No tiene nada de extraordinario que cualquier corriente o tendencia genere mitos y que estos se alimenten y retroalimenten; que evolucionen y se reconstruyan. Lo inquietante es la facilidad con que el contenido se amolda al continente. Si un mismo paraguas sirve para albergar cosas tan diversas, ¿cómo evitar que cuando un sector de pensamiento se vuelve predominante, el conjunto de las personas que alberga bascule hacia esa dirección? La evolución política de lo acontecido en Catalunya durante la segunda década del milenio tuvo mucho de efecto arrastre. Nunca tanta gente se vio con tanta facilidad ni tan rápidamente llevada de una posición estrictamente autonomista, a convertirse en convencidos de la declaración unilateral de independencia y creer que además era coser y cantar. Pero lo más relevante fue quizás lo que vino después, ni más ni menos que el resurgir de la Rosa de Foc, una ciudad donde noche sí, noche también, ardían contenedores en calles muy transitadas y pobladas por vecinos, y donde el centro de la capital olímpica se convertía en parque de atracciones para manifestantes y guardia urbana.

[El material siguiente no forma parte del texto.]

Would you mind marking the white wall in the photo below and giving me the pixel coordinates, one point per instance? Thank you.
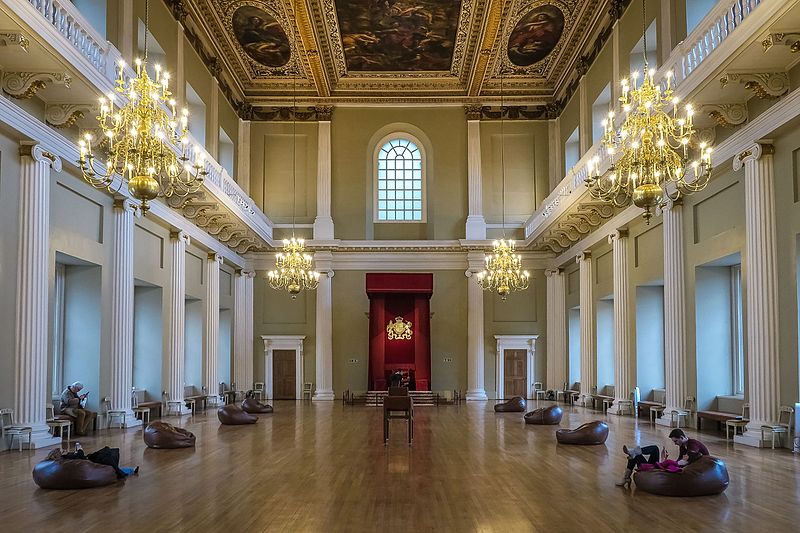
(605, 344)
(82, 321)
(147, 343)
(649, 339)
(713, 334)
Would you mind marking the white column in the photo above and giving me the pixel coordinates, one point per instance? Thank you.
(33, 266)
(476, 223)
(243, 328)
(121, 356)
(674, 311)
(761, 280)
(324, 334)
(211, 350)
(587, 323)
(243, 156)
(323, 223)
(475, 337)
(176, 349)
(623, 380)
(556, 329)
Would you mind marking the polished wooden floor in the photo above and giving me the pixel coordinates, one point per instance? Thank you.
(312, 467)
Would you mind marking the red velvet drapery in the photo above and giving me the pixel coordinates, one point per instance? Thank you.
(407, 296)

La pandemia acabó por cortocircuitar todo eso. Ahora nos olvidamos que “als condemnats del Procés” les cogió la pandemia en Lledoners. Que el giro hacia la realpolitik de ERC, los indultos y la ruptura ERC-Junts se produjo después, no sin antes vivir nuestro propio drama de muertes y de gestión de residencias. Y si pasó todo eso, es porque la pandemia fue real y tuvo enormes consecuencias a todos los niveles. Pero la Covid ha quedado ya atrás y si bien el independentismo no se ha recuperado de ella como fuerza de masas, proliferan las apuestas esencialistas: desde la extrema derecha independentista de la ripollesa Silvia Orriols y su partido Aliança Catalana, hasta las “llistes cíviques” que amenazan con concurrir a las elecciones de 2025. Entretanto Junts se huele que debe endurecer su discurso sobre la inmigración para no verse sobrepasado, la UE habla de rearme y Trump muestra su patita por debajo de la puerta.
¿Les parece que mezclo cosas? Pues sí. ¿Y no será por qué Llach y sus semejantes de todo tipo dispersos por el mundo nos quieren llevar a un lugar desconocido? Pues también.